Drivers like Sauter, veterans of the sport, helped Custer and, undoubtedly, many other young drivers in their pursuit of one day competing at the highest level of the sport. “All the veteran guys, they really teach you a lot,” Custer said. “Guys like Johnny Sauter, Timothy Peters, and Matt Crafton, Kevin Harvick, Kyle Busch. All those guys just teach you a ton when you’re driving with them just because they’re so experienced…” Custer has competed against Sauter, Peters, and Crafton in the Truck series and Harvick and Busch in the XFINITY series.

Custer, though, doesn’t only have experience on the track with him, he also has one seriously experienced owner. While this allows Custer to feed off that experience, it comes with a certain amount of pressure. “You’re always just trying to live up to the expectation,” Custer said. “You’re with a really great team, and a team that’s proven to win, and you want to try and accomplish that.”

When comparing the atmosphere at JR Motorsports and Stewart-Haas Racing, Custer said they’re similar. “Both teams work really hard, they’re both down to earth… I think both teams are great and they have a lot of speed and I think they’re similar in being down to earth…”

When Custer joined Stewart-Haas Racing, he joined not only Tony Stewart, but also the four current Cup series drivers for the organization. He mentioned that California was the track where he leaned on SHR Cup drivers the most. “I had never been there before this year, and there’s a lot of lanes, a lot of stuff going on at that track, so I had to talk a lot with some people to try and get a hold of that. I try and talk to Kevin Harvick every single week just to try and get an idea of the tracks coming up.”

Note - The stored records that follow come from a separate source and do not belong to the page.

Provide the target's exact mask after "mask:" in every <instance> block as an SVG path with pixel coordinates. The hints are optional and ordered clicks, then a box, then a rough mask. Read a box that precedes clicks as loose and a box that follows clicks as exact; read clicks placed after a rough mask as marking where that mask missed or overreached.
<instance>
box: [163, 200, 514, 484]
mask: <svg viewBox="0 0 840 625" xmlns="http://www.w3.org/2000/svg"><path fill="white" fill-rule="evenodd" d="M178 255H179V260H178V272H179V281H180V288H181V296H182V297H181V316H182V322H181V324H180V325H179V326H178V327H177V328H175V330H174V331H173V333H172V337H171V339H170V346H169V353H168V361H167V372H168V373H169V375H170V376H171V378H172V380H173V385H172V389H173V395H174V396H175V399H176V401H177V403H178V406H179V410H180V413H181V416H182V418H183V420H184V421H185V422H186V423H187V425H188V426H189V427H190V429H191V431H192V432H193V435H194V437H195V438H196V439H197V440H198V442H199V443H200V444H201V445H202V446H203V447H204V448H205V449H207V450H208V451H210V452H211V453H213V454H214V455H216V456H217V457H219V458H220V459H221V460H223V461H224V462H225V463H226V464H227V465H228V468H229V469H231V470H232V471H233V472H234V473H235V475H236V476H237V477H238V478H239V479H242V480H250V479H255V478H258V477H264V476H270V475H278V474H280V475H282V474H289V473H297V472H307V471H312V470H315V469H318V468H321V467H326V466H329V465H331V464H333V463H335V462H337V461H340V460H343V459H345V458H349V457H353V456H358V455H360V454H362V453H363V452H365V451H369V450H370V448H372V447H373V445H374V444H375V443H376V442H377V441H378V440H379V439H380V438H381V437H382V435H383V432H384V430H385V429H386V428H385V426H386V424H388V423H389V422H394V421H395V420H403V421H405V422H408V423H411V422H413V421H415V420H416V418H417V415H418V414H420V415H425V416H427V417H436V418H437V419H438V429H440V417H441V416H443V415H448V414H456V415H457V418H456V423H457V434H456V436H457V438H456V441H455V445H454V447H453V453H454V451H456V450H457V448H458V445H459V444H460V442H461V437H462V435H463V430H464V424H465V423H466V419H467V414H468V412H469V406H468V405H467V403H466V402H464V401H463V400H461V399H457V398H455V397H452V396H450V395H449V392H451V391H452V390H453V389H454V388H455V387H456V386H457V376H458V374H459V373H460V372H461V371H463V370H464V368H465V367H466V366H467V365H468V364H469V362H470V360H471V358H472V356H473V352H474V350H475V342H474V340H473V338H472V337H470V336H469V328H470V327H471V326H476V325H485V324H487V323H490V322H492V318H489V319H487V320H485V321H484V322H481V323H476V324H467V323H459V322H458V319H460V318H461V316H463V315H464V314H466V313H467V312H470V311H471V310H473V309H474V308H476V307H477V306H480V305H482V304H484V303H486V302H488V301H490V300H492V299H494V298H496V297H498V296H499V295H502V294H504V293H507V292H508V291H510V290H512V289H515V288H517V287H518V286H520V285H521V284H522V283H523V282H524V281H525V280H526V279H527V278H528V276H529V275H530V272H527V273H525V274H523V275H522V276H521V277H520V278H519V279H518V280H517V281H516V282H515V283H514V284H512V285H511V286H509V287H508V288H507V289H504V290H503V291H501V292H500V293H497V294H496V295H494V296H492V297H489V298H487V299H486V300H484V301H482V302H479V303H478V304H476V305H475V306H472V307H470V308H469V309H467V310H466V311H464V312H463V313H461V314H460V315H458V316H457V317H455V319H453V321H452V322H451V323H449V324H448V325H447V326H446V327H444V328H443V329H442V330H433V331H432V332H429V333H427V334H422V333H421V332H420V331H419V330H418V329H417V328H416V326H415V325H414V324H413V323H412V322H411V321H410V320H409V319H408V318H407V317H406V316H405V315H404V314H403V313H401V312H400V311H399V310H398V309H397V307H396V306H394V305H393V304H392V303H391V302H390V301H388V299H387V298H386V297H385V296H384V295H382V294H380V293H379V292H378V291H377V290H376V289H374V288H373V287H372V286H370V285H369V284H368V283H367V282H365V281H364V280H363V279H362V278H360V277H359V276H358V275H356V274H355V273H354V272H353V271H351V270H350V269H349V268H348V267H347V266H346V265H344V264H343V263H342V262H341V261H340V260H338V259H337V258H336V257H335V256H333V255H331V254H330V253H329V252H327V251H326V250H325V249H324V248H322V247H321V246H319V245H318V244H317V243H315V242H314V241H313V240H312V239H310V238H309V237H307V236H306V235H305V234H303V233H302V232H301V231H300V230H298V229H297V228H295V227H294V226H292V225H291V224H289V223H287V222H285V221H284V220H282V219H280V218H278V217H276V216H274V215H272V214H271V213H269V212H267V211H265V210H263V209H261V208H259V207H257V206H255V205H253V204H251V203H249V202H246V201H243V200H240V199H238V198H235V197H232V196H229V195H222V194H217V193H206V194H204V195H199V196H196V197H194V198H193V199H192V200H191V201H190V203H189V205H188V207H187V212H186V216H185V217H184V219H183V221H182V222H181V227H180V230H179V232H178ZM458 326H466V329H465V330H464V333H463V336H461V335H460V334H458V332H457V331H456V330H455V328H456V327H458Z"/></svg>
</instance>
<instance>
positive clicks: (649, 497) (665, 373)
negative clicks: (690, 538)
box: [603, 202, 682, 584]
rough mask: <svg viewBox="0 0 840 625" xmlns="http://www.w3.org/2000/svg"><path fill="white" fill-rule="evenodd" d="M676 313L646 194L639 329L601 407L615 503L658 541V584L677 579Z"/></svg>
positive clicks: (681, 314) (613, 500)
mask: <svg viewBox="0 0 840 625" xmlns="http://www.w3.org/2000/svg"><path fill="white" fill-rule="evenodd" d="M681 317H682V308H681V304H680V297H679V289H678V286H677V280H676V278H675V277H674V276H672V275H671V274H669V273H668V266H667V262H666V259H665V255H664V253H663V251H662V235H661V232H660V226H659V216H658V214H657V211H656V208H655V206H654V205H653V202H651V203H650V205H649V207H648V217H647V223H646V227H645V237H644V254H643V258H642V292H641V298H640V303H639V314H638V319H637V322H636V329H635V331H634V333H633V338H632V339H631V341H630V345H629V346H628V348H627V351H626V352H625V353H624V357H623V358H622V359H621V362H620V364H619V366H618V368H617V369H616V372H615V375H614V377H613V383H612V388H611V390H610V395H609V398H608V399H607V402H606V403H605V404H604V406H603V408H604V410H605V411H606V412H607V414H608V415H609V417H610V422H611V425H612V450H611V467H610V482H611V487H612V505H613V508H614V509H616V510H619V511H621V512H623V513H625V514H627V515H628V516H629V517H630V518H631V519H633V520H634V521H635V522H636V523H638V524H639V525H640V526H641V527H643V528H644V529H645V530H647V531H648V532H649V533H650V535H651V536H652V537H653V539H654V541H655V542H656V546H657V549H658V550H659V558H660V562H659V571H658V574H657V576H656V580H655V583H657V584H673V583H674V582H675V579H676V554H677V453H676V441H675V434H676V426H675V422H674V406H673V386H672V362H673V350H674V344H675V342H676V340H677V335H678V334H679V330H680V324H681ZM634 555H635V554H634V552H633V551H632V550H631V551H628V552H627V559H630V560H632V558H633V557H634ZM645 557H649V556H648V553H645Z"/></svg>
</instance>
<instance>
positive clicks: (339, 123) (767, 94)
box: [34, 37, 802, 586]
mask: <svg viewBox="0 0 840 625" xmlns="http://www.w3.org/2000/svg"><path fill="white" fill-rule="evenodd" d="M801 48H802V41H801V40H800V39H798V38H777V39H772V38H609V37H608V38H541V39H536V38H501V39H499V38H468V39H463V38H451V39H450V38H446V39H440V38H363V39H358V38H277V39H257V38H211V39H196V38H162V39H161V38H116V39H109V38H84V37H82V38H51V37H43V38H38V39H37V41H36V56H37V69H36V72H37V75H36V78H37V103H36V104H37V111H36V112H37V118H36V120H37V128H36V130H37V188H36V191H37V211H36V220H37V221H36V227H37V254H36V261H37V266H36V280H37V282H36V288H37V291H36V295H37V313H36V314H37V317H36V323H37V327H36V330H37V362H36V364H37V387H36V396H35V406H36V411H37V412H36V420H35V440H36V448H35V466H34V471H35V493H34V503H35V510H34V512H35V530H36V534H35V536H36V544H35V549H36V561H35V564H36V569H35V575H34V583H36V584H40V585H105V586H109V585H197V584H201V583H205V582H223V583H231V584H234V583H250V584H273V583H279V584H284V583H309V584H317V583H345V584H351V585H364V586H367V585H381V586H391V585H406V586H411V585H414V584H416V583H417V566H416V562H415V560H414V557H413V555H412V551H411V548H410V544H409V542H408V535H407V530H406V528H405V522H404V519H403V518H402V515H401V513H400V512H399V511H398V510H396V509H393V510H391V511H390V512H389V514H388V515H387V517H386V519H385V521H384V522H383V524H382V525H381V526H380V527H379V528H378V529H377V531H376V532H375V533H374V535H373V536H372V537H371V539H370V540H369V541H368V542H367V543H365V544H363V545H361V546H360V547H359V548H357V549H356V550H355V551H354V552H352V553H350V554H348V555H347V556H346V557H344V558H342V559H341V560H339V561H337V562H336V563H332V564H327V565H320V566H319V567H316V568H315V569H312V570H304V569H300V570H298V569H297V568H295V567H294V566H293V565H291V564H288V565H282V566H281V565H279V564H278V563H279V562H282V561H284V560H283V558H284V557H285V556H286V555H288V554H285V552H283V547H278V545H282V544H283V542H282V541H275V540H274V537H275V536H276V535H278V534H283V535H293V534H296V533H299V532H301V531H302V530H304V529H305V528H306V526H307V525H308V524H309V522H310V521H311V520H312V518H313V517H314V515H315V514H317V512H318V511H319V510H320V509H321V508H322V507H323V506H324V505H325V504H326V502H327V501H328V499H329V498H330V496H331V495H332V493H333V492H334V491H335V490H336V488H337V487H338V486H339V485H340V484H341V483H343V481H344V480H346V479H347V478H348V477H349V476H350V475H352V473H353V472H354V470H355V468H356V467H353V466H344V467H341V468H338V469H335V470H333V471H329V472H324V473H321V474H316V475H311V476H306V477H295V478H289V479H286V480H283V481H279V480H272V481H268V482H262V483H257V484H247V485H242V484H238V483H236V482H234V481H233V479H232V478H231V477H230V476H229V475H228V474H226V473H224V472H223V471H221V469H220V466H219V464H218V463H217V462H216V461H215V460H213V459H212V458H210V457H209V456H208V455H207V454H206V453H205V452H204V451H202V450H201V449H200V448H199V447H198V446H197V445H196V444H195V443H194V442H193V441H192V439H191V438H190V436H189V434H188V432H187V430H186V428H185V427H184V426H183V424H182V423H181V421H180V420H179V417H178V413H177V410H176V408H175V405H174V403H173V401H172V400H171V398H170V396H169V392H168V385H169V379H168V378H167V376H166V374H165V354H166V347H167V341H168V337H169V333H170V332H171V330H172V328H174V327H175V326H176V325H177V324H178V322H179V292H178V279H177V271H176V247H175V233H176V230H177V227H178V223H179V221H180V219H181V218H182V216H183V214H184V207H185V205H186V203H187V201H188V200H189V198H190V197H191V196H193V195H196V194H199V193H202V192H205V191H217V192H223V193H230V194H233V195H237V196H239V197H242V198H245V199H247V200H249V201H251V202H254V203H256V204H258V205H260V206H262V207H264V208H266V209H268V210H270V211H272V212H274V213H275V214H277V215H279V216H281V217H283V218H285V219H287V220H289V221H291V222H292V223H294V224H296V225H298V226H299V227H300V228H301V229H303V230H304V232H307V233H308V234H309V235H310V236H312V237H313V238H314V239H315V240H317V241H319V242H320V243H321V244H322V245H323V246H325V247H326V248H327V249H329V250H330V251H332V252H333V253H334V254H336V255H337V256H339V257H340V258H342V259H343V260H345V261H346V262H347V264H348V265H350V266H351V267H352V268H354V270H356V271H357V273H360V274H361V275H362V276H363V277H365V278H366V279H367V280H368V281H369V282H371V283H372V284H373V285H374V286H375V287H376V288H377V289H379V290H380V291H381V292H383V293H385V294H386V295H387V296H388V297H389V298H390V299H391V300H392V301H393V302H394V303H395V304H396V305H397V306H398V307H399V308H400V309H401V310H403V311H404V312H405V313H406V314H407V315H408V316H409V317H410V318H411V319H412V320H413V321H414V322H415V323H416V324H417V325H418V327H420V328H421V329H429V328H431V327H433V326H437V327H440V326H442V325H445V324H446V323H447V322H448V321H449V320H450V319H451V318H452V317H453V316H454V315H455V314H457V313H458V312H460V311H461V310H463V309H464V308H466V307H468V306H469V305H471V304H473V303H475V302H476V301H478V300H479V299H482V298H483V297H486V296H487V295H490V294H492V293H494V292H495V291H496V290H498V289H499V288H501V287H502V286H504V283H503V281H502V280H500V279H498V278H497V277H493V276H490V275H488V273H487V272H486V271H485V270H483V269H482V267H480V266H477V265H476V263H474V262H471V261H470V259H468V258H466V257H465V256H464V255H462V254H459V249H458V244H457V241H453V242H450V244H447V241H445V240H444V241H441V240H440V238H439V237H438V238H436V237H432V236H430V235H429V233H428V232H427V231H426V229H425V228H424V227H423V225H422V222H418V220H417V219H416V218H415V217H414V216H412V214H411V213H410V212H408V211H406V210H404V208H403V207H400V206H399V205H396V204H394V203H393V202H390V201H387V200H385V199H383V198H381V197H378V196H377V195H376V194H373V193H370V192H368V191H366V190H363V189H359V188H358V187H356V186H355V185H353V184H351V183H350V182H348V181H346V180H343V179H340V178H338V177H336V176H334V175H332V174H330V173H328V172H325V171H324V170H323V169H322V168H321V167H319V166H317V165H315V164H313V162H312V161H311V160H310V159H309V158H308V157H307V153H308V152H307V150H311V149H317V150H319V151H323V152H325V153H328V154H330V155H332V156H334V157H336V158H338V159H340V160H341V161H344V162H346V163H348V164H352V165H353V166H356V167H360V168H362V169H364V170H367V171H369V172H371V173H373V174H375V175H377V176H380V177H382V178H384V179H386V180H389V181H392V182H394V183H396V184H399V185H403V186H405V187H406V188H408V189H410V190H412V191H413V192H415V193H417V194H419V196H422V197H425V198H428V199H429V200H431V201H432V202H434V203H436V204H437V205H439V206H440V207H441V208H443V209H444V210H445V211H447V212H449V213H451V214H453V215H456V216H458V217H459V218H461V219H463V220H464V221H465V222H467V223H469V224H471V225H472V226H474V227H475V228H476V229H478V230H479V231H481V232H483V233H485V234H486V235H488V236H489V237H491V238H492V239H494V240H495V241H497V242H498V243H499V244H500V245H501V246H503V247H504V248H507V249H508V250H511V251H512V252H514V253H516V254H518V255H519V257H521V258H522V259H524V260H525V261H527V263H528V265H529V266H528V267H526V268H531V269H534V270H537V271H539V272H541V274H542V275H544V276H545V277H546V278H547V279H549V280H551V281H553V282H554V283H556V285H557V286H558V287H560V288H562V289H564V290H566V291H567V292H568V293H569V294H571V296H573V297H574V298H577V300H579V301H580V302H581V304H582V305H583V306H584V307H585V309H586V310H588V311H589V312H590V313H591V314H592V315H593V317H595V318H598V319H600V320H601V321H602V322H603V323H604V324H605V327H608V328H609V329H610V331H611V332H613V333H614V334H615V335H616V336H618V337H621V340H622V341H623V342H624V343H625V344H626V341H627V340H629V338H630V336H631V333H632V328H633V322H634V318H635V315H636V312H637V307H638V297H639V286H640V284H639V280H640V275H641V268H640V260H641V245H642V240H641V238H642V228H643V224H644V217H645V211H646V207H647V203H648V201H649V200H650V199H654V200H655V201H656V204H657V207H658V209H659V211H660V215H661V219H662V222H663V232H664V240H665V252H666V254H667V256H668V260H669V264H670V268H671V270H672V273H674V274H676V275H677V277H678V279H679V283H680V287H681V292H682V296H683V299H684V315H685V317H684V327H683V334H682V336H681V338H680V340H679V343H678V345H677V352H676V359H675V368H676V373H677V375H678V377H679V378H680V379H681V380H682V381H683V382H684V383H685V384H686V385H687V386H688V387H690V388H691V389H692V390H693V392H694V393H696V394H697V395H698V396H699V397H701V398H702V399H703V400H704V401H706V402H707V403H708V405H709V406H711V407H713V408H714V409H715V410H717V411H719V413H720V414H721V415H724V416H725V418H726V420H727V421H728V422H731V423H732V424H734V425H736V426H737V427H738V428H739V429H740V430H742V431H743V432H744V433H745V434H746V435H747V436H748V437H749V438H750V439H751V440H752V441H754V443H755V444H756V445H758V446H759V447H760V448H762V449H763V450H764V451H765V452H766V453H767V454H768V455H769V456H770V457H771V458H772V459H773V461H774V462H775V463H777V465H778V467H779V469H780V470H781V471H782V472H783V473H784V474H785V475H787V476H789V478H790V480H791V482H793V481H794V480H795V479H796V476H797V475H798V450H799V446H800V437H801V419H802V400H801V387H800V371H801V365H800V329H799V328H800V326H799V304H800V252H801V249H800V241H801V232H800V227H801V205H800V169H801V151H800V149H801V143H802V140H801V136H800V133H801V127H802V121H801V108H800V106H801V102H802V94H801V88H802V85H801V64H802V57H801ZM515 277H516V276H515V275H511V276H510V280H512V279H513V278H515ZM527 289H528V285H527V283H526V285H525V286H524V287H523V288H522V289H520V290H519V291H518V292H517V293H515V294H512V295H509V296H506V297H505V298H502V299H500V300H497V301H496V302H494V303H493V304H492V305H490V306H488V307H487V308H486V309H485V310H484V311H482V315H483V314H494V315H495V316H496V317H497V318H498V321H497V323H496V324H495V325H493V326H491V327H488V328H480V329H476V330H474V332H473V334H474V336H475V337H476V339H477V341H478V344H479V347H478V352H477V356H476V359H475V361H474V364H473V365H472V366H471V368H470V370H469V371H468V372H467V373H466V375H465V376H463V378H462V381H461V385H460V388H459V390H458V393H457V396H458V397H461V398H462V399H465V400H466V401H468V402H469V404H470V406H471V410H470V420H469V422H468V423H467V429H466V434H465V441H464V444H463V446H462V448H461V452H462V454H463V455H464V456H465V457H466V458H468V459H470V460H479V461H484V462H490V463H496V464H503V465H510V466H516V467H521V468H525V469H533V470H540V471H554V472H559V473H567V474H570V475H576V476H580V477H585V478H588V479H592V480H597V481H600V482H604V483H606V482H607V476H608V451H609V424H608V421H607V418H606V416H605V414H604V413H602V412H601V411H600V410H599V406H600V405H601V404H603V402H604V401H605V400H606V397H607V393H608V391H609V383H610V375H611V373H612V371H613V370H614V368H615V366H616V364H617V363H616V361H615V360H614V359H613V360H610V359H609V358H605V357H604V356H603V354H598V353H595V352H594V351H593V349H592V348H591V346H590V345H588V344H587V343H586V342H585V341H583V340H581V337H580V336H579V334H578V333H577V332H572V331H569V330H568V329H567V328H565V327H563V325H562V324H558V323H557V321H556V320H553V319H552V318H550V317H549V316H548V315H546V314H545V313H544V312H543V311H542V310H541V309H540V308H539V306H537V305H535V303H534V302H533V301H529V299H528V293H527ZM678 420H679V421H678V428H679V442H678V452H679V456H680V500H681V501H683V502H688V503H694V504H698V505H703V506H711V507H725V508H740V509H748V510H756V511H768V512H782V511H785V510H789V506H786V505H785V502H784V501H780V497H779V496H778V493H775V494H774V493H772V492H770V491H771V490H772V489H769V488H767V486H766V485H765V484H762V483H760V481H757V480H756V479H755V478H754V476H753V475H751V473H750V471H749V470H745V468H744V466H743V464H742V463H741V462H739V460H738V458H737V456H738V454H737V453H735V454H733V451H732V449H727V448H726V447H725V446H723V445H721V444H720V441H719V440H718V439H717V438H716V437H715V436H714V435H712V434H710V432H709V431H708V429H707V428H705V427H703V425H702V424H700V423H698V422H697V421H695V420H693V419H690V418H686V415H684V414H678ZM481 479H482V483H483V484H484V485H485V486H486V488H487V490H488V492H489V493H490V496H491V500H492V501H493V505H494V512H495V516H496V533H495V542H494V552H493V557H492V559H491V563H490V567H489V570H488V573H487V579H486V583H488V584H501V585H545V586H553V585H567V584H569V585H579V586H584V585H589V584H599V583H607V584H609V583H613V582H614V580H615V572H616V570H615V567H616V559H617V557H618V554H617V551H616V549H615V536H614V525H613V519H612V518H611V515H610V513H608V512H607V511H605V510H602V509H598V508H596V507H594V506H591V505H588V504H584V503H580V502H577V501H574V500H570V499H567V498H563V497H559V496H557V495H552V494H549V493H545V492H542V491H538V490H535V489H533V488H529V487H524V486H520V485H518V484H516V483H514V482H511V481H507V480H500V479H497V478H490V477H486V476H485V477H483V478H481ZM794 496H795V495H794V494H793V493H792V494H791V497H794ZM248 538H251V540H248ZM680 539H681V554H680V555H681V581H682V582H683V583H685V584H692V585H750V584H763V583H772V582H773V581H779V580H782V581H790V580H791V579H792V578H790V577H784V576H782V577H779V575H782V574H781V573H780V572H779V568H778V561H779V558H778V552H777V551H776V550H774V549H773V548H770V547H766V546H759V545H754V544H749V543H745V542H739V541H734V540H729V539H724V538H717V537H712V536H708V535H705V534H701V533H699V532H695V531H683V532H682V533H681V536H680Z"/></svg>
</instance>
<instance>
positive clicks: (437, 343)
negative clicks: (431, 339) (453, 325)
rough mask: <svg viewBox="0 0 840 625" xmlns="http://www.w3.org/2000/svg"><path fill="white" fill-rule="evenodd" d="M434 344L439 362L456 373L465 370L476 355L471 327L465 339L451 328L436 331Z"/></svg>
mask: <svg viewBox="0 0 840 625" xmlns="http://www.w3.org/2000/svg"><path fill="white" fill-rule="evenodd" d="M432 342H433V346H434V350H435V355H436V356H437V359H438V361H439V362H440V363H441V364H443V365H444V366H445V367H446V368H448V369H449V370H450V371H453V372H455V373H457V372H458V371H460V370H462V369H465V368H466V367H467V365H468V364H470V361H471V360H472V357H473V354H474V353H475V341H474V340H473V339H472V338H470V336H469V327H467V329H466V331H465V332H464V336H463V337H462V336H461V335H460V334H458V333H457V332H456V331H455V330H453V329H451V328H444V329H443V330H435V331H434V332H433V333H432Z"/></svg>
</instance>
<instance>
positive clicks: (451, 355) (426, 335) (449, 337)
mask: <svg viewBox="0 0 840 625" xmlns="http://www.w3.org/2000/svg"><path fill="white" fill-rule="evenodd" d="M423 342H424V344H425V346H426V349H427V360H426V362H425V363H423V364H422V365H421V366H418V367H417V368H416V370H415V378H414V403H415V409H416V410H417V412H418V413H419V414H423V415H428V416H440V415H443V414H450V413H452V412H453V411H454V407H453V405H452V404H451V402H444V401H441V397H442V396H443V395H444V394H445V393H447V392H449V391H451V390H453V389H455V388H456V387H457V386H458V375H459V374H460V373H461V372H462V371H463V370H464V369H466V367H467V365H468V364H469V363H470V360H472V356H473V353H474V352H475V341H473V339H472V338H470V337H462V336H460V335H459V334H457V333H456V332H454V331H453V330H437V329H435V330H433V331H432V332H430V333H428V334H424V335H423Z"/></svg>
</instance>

In fact, Custer said Harvick has been his mentor as he’s worked his way up the NASCAR ladder. “I try and get a lot of advice from him, trying to get an idea of what he thinks of the different tracks and he definitely helped me a lot just as a driver… this year.”

Custer’s future is bright, but how soon will he make his way up to the Cup series? “It’s hard to say,” Custer explained. “I mean, you’re always just focusing on what you’re doing at the moment. We’re just trying to win XFINITY races, but right now there’s no plans to go to Cup… but I think we haven’t really put too much thought into it.”

Custer echoed the sentiment of many young drivers in his desire to compete on Sundays. “We all want to be in the Cup series, that where you hope to be, but right now, you always have to be focusing on what you’re doing the next weekend, the next track coming up, so we’re just focused on winning some races.”

Right now, though Custer races in the NASCAR XFINITY series, and has experienced success so far this season. While he hasn’t found victory lane yet, he does have two top-five finishes and seven top-10s in 17 races so far this season.

You can watch Custer and the rest of the XFINITY series on track next on Saturday, July 22 at 3:30 PM eastern time on NBCSN. They will be racing in the Lilly Diabetes 250 at Indianapolis Motor Speedway.